La justice suisse a condamné mercredi l’ancien ministre de l’Intérieur gambien Ousman Sonko à 20 ans de prison pour crimes contre l’humanité sous le régime de l’ex-dictateur Yahya Jammeh.
Ousman Sonko, ancien ministre de l’Intérieur de la Gambie, est reconnu coupable de crimes contre l’humanité. Le Tribunal pénal fédéral, qui siège à Bellinzone, a condamné l’intéressé à 20 ans de prison pour actes de torture, homicides et détentions arbitraires visant à réprimer les opposants du régime. Une expulsion du territoire d’une durée de 12 ans a également été prononcée et il devra verser un tort moral à ses victimes. Une seule des dix parties plaignantes, qui est domiciliée en Allemagne, s’est déplacée pour assister à cette lecture. Les autres n’ont pas fait le trop coûteux voyage depuis Banjul, mais leurs avocats étaient là pour les représenter.

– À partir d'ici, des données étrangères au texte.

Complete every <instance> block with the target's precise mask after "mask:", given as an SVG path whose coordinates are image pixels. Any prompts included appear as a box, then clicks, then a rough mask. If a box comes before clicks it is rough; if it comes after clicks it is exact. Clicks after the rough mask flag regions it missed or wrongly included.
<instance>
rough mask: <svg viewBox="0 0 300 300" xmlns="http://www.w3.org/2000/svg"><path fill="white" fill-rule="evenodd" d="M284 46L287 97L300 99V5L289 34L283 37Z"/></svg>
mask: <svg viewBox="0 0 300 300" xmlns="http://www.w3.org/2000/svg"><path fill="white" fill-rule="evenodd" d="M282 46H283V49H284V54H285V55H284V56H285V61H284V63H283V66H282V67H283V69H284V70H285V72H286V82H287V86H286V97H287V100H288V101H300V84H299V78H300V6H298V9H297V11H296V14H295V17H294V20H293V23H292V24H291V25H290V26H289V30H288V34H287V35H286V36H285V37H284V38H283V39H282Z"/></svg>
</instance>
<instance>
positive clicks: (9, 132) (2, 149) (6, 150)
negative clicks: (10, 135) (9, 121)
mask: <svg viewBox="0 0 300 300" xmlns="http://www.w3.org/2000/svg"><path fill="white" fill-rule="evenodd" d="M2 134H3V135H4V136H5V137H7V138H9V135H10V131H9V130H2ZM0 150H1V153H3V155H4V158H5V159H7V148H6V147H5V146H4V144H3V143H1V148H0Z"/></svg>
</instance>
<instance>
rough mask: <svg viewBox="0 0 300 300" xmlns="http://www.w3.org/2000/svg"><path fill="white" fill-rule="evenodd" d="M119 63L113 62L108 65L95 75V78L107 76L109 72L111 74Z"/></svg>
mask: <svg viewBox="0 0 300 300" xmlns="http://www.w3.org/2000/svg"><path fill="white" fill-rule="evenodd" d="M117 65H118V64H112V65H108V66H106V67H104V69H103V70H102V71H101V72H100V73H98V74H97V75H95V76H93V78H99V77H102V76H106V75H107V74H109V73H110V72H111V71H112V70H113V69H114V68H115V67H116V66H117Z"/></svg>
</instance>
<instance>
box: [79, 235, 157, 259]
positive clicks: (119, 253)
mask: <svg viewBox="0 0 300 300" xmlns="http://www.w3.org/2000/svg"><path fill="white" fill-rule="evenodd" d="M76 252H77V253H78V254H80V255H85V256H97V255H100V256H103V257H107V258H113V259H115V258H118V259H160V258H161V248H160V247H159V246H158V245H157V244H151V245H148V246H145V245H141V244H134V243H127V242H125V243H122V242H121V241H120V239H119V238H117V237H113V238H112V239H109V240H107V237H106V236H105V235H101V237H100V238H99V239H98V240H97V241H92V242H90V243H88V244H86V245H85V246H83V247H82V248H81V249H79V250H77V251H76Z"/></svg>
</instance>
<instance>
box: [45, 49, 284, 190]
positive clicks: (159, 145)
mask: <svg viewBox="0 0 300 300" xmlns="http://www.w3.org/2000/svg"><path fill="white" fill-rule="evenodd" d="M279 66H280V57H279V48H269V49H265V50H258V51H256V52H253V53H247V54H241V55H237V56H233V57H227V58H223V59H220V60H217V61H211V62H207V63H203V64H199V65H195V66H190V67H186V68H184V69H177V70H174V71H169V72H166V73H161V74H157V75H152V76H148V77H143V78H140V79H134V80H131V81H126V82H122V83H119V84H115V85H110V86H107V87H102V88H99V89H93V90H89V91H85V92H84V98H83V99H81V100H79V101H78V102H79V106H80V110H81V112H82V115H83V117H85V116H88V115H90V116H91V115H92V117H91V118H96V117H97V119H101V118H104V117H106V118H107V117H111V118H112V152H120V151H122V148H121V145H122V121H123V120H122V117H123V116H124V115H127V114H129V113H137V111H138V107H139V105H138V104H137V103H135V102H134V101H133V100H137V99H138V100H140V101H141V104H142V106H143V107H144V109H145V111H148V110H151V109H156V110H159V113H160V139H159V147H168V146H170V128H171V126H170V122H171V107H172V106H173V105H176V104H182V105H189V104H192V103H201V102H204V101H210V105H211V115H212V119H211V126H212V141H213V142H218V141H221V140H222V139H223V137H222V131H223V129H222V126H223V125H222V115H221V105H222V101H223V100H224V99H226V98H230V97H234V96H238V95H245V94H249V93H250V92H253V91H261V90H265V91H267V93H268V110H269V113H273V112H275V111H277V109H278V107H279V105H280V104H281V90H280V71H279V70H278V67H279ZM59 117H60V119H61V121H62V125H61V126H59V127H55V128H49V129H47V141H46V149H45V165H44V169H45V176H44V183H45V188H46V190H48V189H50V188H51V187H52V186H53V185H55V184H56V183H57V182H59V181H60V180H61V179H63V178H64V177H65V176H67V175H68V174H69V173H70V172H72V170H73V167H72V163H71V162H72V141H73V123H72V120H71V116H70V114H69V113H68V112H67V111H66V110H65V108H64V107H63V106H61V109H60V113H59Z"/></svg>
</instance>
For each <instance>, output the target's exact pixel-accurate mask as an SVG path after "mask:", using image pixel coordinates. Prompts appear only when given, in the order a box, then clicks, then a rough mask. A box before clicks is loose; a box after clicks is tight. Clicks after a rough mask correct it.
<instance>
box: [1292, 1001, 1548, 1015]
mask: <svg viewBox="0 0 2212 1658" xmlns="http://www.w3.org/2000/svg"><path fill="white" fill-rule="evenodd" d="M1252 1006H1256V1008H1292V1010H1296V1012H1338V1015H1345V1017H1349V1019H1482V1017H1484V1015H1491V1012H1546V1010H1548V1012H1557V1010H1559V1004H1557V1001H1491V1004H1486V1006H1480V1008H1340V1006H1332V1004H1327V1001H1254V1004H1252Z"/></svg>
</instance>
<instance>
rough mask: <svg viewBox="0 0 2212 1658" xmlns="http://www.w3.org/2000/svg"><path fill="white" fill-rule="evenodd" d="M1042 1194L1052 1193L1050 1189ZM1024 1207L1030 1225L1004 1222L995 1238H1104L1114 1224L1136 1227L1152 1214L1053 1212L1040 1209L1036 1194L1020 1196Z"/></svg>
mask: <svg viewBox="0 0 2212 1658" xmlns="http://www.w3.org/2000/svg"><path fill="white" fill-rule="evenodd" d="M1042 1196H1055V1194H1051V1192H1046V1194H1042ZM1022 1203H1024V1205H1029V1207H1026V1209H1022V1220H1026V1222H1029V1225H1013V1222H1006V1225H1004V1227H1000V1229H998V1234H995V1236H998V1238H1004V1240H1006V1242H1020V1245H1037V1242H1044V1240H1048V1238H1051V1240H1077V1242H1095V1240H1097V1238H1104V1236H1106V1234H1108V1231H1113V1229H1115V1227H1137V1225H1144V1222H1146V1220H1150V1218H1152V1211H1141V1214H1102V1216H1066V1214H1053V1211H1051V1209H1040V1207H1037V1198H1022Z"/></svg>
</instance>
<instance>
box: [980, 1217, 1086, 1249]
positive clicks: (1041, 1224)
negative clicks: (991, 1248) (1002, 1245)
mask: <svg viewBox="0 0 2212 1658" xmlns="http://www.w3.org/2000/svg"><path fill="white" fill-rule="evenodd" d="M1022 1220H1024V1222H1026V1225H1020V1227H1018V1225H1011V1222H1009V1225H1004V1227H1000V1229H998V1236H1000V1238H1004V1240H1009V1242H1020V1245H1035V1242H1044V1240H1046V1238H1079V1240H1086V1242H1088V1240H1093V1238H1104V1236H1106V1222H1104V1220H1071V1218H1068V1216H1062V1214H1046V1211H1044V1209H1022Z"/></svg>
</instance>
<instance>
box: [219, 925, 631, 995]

Philippe Currat, avocat d’Ousman Sonko: « Il n’y a pas de caractère systématique et le petit nombre de victimes, pour chaque épisode pris séparément comme au total, n’atteint pas le seuil requis pour considérer que ce puisse être une attaque généralisée … nous avons démontré que les exactions commises au détriment des victimes ne sont pas imputables à Ousman Sonko mais à la NIA [Agence nationale de renseignements] et aux Junglers [groupe paramilitaire], qui n’ont jamais été ni sous son autorité ni sous son contrôle effectif ».
Reed Brody, un avocat de la Commission internationale des juristes qui travaille avec les victimes de Jammeh et qui a suivi le procès : « Ce procès va donner un nouvel élan aux efforts déployés en Gambie pour poursuivre les crimes les plus graves du régime de Yahya Jammeh, des efforts qui, après un long retard, s’accélèrent enfin »
Il avait été arrêté le 26 janvier 2017 en Suisse où il avait demandé l'asile après avoir été démis de ses fonctions ministérielles qu'il a occupées pendant 10 ans, jusqu'en septembre 2016. En Suisse, c'est la première fois que la notion de crime contre l'humanité - des crimes commis dans le cadre d'une attaque de grande ampleur visant des civils - était abordée en première instance. La Cour des affaires pénales de Bellinzone (TI) a estimé que les assassinats, les séquestrations et les tortures retenus contre l'ancien ministre s'inscrivaient dans un contexte d'attaques systématiques contre la population civile et relevaient donc des crimes contre l'humanité. En revanche, elle a abandonné les accusations de viol. Selon la défense, les conditions du crime contre l'humanité ne sont pas remplies. Elle estime que les faits retenus par le parquet étaient des actes isolés dans lesquels l'ex-ministre de l'Intérieur ne porte aucune responsabilité. Elle considère aussi que certains éléments de l'acte d'accusation échappent à la législation suisse car antérieurs à 2011, date depuis laquelle la Suisse se reconnaît une compétence universelle pour juger certains crimes graves en vertu du droit international. C'est également en 2011 que les crimes contre l'humanité ont été inscrits dans le droit suisse. Un argument balayé par la cour.
Le gouvernement gambien a endossé en 2022 les recommandations d’une commission qui s’est penchée sur les atrocités perpétrées sous l’ère Jammeh. Les autorités ont accepté de poursuivre soixante-dix personnes, dont M. Jammeh, parti en exil en Guinée équatoriale en janvier 2017. En avril, le Parlement gambien a voté deux projets de loi visant à créer le bureau du procureur spécial chargé de poursuivre les cas identifiés par la commission et prévoyant un tribunal spécial.